How to: Enable Basic Authentication
- Open the IIS Manager.
- Go to Authentication, enable Basic Authentication, and disable Anonymous Authentication:
- In the Site section, select the Web site where Commerce is installed (default: Default Web Site). Click Bindings, add https for port 443, and select your certification.
- Navigate to the application installation folder. There are pre-configured WebServices files there for different Authentication modes.
- Open Web.config and replace the Configuration Source file for services in this line:
<services configSource="WebServices.config"/>to one of these files:
- WebServices_Basic.config: Basic Authentication (port 80)
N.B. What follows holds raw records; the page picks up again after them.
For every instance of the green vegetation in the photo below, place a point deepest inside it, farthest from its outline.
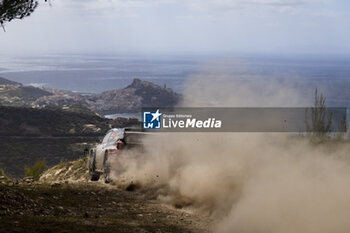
(20, 121)
(321, 119)
(319, 129)
(2, 172)
(27, 93)
(17, 152)
(36, 170)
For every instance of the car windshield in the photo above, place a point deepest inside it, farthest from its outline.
(117, 134)
(105, 139)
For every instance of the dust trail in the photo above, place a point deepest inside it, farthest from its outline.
(251, 183)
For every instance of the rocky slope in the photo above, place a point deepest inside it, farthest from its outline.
(65, 201)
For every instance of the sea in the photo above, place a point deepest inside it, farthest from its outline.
(99, 73)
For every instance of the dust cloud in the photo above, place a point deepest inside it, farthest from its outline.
(248, 182)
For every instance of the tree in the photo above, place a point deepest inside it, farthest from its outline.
(321, 119)
(16, 9)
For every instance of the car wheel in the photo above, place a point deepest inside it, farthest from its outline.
(106, 168)
(94, 176)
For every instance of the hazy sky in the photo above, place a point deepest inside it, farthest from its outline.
(182, 26)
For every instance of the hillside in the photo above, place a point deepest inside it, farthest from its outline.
(133, 97)
(45, 122)
(129, 99)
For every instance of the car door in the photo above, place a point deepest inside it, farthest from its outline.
(100, 150)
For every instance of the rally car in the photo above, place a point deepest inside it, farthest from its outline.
(112, 145)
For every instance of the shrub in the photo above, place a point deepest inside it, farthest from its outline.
(36, 170)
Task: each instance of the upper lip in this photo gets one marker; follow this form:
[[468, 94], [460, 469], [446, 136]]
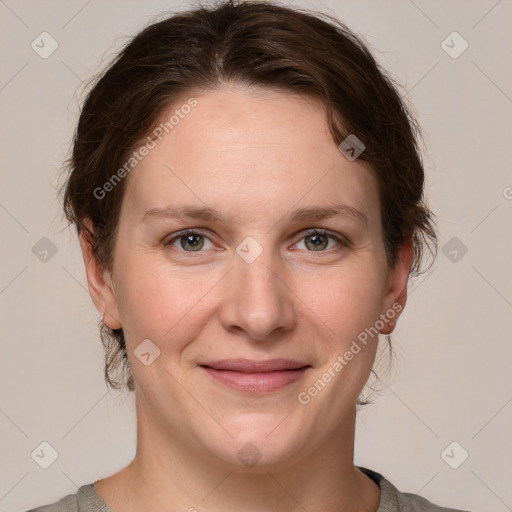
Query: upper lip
[[250, 366]]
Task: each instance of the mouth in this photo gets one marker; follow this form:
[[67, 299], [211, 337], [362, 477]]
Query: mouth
[[256, 377]]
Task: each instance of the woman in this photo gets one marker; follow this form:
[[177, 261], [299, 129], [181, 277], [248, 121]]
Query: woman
[[247, 189]]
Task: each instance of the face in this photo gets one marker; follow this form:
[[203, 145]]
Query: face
[[269, 283]]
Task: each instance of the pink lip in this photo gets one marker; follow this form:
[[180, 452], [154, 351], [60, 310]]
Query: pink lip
[[256, 377]]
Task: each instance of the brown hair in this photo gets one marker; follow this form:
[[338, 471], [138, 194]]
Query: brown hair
[[253, 44]]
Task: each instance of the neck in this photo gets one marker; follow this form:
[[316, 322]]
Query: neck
[[167, 474]]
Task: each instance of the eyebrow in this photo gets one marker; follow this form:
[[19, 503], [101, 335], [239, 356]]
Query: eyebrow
[[181, 212]]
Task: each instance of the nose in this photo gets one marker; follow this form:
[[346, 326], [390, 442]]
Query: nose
[[258, 302]]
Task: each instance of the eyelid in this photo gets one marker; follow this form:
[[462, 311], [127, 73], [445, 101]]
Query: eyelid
[[341, 239]]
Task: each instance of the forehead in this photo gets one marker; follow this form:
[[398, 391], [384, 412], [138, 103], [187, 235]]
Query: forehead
[[242, 149]]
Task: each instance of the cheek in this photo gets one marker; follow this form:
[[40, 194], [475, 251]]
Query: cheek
[[160, 303]]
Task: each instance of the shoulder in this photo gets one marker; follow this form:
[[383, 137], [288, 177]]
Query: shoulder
[[393, 500], [84, 500]]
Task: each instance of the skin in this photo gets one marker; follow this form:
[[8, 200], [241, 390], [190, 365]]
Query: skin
[[255, 155]]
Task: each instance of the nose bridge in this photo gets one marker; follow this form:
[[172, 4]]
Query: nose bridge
[[258, 301]]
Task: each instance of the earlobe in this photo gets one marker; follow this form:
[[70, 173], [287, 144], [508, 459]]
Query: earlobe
[[100, 288], [396, 295]]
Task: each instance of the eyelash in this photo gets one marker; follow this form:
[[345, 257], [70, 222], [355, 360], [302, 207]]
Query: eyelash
[[342, 240]]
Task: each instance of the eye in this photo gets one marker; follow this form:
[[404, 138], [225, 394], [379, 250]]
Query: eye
[[189, 241], [317, 240]]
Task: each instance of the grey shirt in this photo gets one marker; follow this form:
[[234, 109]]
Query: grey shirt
[[391, 500]]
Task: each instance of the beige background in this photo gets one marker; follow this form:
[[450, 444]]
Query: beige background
[[452, 378]]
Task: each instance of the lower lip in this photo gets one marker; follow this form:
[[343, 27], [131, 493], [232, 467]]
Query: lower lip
[[256, 383]]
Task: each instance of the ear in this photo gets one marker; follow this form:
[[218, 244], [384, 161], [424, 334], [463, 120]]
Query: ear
[[396, 287], [99, 280]]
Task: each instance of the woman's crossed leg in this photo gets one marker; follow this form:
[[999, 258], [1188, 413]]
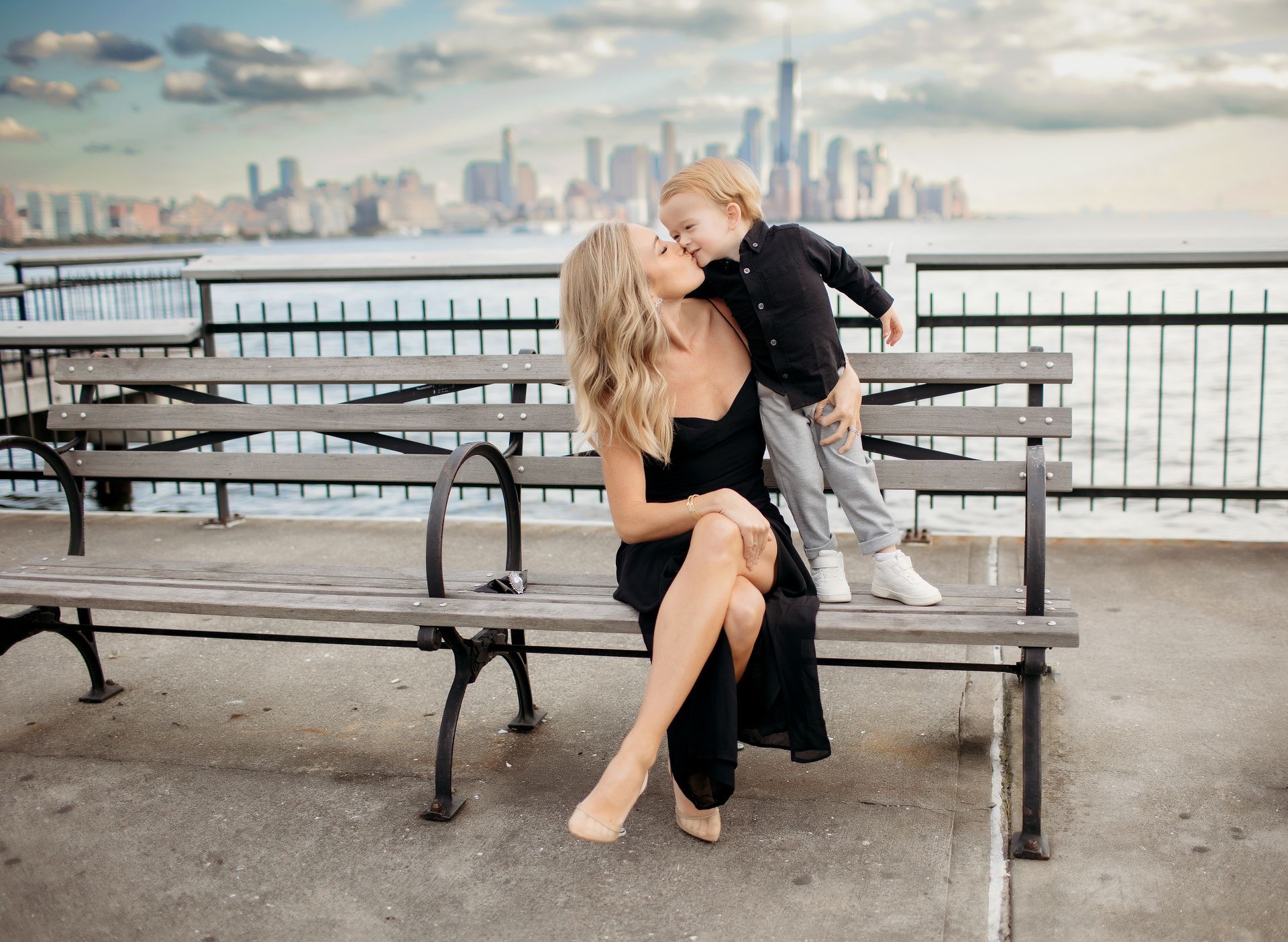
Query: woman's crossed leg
[[712, 592]]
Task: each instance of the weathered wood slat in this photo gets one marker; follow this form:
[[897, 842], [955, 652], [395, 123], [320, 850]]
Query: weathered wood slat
[[979, 477], [379, 575], [530, 614], [550, 368], [877, 421], [455, 589]]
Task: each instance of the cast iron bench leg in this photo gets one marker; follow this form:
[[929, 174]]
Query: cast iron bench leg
[[38, 619], [1030, 843], [470, 658]]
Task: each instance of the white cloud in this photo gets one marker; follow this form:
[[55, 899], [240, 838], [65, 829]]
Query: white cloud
[[12, 130]]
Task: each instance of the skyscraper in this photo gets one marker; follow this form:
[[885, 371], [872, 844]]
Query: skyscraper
[[670, 158], [596, 162], [509, 169], [289, 169], [751, 150], [789, 102]]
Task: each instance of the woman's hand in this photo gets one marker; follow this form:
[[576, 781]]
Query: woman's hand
[[755, 529], [845, 399]]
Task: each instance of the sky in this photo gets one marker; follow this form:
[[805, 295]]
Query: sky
[[1038, 106]]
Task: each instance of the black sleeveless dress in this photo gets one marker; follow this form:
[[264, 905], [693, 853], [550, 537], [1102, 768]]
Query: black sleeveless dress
[[777, 702]]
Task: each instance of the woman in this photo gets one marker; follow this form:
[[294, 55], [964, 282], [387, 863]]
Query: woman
[[663, 392]]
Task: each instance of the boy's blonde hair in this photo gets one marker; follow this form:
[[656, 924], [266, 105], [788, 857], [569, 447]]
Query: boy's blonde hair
[[720, 180]]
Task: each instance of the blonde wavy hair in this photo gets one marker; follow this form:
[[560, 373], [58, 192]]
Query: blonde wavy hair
[[722, 180], [614, 342]]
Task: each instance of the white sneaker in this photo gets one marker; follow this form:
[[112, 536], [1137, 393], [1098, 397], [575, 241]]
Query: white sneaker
[[894, 578], [828, 571]]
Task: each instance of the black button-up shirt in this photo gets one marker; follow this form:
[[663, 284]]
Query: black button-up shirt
[[777, 292]]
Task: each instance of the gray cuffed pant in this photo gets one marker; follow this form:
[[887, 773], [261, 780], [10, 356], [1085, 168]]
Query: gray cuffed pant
[[800, 466]]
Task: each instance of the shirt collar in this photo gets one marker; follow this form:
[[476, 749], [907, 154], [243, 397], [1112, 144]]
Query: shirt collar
[[755, 238]]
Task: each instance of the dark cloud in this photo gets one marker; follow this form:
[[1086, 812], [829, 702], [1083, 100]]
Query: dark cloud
[[98, 48], [235, 47]]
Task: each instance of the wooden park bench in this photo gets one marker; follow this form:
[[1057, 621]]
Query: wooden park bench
[[439, 602]]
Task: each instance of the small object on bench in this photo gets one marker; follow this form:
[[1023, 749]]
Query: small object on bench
[[502, 605]]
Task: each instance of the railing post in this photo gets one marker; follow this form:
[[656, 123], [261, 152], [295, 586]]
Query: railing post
[[225, 516]]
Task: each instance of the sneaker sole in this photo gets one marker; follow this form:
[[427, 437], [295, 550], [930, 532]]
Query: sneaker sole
[[907, 600]]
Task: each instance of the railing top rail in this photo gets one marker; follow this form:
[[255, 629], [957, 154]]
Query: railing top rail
[[376, 267], [1100, 260], [105, 260]]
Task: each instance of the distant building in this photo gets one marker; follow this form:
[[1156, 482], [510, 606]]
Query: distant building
[[789, 106], [784, 200], [670, 155], [68, 215], [843, 180], [13, 222], [482, 182], [289, 169], [509, 169], [40, 214], [751, 150], [136, 218]]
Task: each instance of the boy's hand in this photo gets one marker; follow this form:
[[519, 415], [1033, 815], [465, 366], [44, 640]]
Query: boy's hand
[[892, 329], [845, 399]]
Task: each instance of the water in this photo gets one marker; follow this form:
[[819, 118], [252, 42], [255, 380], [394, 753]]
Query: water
[[1187, 406]]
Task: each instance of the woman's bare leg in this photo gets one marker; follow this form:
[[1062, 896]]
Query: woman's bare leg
[[688, 623]]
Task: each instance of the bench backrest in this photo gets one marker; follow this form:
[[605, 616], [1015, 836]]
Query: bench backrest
[[205, 418]]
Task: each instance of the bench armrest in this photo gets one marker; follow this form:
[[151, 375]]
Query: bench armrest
[[438, 512], [71, 487], [1034, 531]]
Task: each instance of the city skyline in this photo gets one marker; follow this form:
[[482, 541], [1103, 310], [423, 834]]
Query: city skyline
[[1130, 106]]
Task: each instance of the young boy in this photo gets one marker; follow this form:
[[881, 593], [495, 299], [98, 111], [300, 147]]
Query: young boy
[[774, 280]]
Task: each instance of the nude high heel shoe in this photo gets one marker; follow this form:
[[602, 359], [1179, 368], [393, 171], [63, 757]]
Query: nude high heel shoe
[[586, 827], [705, 827]]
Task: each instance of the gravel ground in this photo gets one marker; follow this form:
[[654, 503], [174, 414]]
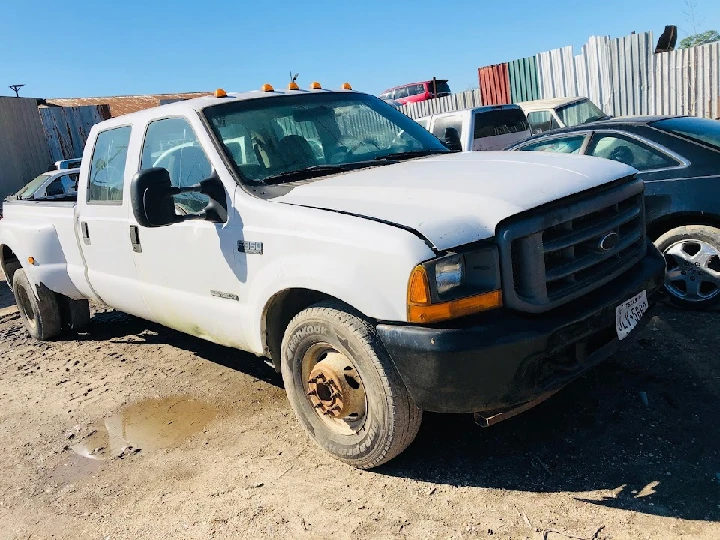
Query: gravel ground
[[136, 431]]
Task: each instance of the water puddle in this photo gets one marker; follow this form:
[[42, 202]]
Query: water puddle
[[145, 426]]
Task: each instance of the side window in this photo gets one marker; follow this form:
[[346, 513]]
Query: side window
[[63, 185], [54, 189], [541, 121], [629, 151], [107, 168], [401, 92], [563, 145], [172, 144], [444, 122], [416, 89]]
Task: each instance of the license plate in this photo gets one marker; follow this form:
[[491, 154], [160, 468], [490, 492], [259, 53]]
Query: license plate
[[629, 313]]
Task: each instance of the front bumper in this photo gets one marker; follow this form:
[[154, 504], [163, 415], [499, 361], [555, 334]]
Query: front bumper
[[504, 359]]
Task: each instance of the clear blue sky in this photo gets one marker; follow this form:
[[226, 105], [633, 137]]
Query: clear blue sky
[[76, 48]]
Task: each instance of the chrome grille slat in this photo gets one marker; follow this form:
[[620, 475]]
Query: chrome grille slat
[[580, 236], [553, 255], [591, 260]]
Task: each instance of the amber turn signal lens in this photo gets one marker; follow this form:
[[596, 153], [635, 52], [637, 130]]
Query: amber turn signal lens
[[418, 287], [426, 314]]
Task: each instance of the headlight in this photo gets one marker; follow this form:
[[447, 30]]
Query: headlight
[[453, 286]]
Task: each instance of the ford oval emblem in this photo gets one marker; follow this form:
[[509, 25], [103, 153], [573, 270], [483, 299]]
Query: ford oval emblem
[[609, 241]]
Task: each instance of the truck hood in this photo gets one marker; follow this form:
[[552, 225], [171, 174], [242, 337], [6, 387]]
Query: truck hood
[[455, 199]]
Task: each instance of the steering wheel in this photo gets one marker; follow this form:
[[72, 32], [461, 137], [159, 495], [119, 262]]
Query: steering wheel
[[355, 143]]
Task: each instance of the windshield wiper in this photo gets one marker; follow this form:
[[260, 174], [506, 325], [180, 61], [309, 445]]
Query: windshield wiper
[[318, 170], [411, 154]]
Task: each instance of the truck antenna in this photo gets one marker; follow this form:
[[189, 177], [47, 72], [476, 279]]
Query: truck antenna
[[15, 88]]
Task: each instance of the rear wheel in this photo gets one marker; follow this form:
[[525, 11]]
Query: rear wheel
[[692, 253], [39, 310], [344, 388]]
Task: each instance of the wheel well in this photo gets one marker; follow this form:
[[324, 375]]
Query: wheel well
[[279, 311], [9, 264], [660, 226]]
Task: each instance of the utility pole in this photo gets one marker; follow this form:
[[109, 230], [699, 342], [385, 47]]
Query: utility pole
[[15, 88]]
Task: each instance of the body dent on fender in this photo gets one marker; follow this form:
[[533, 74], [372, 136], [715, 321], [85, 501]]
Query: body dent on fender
[[415, 232]]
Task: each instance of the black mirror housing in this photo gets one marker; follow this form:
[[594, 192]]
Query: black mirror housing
[[452, 139], [151, 197]]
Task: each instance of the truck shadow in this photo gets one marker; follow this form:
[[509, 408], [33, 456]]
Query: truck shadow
[[119, 327], [643, 425]]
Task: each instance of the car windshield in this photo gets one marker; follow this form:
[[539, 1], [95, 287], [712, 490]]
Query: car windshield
[[699, 129], [276, 138], [29, 190], [580, 112]]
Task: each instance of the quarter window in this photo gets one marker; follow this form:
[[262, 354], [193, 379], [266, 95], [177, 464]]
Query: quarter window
[[172, 144], [542, 121], [562, 145], [107, 168], [629, 151], [444, 122]]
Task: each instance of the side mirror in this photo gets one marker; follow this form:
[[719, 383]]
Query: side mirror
[[151, 197], [452, 139]]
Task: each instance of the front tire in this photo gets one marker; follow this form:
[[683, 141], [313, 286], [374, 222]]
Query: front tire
[[692, 253], [344, 388], [39, 310]]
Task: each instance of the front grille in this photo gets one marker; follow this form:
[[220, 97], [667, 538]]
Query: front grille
[[554, 255]]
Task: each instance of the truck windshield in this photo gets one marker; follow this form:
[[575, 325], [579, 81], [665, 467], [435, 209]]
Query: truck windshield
[[29, 190], [580, 112], [274, 137]]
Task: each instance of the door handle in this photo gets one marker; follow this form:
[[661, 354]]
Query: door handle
[[135, 238], [85, 232]]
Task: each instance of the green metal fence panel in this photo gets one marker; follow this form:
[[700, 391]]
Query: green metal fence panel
[[523, 79]]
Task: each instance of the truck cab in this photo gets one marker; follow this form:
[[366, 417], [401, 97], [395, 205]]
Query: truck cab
[[382, 274], [555, 113], [493, 127]]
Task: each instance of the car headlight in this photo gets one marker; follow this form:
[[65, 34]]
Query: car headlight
[[455, 285]]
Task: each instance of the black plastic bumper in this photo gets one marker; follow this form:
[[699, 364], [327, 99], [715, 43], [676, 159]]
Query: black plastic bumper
[[503, 359]]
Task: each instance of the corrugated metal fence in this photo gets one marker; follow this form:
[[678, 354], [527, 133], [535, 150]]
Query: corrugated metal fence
[[623, 76], [24, 152], [67, 128], [32, 139]]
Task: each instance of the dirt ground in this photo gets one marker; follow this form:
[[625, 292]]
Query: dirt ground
[[136, 431]]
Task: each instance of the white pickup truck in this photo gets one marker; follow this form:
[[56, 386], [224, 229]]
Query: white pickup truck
[[382, 274], [493, 127]]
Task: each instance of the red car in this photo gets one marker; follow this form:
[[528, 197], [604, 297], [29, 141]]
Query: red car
[[410, 93]]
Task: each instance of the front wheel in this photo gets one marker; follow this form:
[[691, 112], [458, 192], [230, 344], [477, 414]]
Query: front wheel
[[344, 388], [692, 253], [39, 309]]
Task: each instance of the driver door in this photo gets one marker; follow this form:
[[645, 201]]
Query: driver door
[[187, 270]]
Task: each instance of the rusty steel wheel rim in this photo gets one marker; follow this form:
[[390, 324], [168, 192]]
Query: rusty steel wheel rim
[[25, 305], [334, 389]]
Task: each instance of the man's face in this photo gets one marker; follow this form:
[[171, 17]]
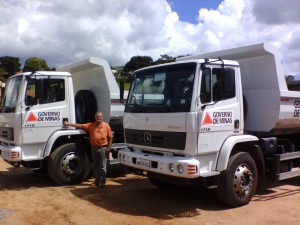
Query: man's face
[[98, 117]]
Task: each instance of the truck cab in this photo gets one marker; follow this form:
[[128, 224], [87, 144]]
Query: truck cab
[[223, 119], [35, 105]]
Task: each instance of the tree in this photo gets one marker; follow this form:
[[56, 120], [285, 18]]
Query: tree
[[35, 64], [164, 59], [137, 62], [9, 66], [289, 77]]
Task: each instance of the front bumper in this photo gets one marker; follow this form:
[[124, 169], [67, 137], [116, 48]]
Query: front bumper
[[184, 167], [11, 153]]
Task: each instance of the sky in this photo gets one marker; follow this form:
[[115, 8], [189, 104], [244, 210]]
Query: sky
[[62, 31]]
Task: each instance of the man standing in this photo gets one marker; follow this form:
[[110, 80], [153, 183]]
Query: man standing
[[100, 141]]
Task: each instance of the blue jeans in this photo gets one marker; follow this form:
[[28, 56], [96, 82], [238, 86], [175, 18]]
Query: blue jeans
[[99, 164]]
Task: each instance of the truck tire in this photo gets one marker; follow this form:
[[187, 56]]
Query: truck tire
[[85, 106], [69, 164], [238, 183]]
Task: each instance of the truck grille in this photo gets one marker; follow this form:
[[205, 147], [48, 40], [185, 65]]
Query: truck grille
[[161, 139], [7, 133]]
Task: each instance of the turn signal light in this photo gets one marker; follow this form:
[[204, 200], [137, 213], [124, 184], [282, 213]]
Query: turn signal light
[[192, 169], [14, 155]]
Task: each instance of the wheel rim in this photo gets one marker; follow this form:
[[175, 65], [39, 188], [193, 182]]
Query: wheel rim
[[243, 181], [71, 164]]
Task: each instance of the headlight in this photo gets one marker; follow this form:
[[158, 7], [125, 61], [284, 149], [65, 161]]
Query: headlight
[[171, 166], [180, 168]]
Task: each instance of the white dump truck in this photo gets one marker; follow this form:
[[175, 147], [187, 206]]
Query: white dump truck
[[224, 119], [33, 109]]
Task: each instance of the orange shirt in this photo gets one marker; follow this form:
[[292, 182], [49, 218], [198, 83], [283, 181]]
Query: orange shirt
[[98, 133]]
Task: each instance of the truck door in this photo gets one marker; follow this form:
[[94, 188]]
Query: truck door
[[220, 111], [43, 109]]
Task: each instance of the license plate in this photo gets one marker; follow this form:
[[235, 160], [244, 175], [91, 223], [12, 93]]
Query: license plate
[[143, 163]]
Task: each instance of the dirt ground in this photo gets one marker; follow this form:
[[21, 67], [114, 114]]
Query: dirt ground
[[27, 198]]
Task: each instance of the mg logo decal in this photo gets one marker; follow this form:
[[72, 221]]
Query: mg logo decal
[[147, 138]]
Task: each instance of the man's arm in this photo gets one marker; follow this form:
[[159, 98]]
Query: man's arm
[[76, 125]]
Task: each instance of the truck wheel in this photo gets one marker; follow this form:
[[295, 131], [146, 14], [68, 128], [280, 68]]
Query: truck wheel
[[160, 184], [69, 164], [85, 106], [238, 183]]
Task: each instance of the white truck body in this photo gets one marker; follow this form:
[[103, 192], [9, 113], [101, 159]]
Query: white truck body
[[35, 105], [226, 138]]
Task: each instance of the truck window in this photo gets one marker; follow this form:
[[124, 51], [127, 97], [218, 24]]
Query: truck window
[[11, 94], [217, 84], [53, 90], [162, 89]]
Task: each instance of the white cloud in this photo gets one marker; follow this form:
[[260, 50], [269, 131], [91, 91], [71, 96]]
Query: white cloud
[[62, 31]]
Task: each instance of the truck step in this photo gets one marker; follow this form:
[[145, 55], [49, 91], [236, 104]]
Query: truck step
[[287, 175], [287, 156]]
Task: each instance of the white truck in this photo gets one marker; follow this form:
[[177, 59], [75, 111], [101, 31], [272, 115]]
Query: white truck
[[224, 119], [33, 109]]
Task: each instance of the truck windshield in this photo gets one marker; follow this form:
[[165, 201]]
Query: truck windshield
[[166, 88], [11, 94]]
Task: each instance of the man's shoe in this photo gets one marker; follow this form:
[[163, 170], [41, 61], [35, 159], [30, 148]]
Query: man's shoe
[[95, 184]]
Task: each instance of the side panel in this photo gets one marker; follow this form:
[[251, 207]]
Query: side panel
[[227, 148], [40, 120]]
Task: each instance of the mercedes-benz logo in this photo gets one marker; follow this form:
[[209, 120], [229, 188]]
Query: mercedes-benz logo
[[147, 138]]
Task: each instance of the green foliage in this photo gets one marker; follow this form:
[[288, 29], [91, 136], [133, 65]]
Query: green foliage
[[9, 66], [137, 62], [35, 64], [164, 59]]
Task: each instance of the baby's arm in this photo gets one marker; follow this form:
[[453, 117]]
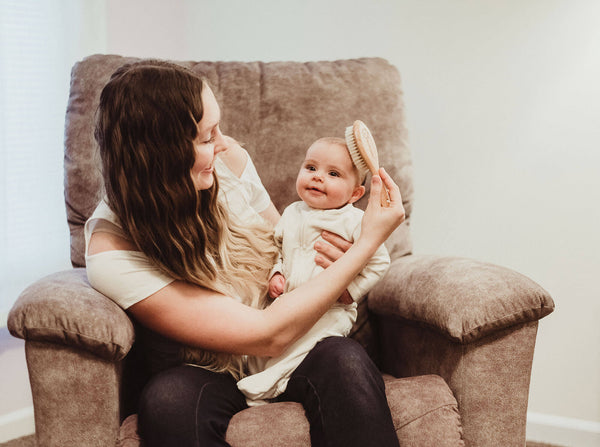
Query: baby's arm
[[276, 285]]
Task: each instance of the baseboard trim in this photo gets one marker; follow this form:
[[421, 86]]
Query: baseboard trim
[[567, 432], [16, 424]]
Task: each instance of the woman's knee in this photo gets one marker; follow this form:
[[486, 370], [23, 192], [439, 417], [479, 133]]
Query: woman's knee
[[187, 403], [342, 361]]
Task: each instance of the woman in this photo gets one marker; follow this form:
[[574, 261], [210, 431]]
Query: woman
[[166, 245]]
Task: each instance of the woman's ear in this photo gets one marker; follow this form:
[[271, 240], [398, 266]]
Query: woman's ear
[[357, 193]]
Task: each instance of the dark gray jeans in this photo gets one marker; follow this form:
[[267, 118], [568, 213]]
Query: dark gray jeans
[[340, 388]]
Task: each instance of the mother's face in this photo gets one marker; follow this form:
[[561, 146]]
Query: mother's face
[[209, 141]]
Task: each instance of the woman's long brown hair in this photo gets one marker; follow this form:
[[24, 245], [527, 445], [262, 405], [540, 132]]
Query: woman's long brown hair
[[146, 124]]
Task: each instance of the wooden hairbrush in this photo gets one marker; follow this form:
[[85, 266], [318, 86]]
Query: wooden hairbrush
[[363, 151]]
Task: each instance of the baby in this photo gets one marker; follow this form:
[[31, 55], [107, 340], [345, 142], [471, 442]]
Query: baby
[[328, 184]]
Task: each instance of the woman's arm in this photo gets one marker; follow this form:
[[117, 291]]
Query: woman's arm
[[235, 157]]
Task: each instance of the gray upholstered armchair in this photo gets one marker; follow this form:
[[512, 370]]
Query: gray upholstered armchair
[[454, 337]]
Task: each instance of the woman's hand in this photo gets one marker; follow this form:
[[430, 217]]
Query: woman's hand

- WebServices_SSL.config: SSL (port 443)
Basic/SSL Authentication needs user login information with the web request header.
To set up user for IIS, right-click Computer and select Manage (or go to Control Panel > Administrative Tools > Computer Management), and in Local Users and Groups you can add a new user. Then, give that user permission to read the directory where the site is hosted.
After creating the user, be sure to edit the user and remove all roles so that user cannot be used to access the computer itself, like log into it.
For other authentication methods, like certification, use the SSL Services file and configure the web config files, where Commerce is installed, according to the setup in IIS.
Note: These are just sample configuration files on how to configure IIS. Commerce uses standard IIS methods in handling security. A lot of information is available online, for example by Google search, on how to set up different methods of security in IIS, that can be applied to those configuration files that come with Commerce.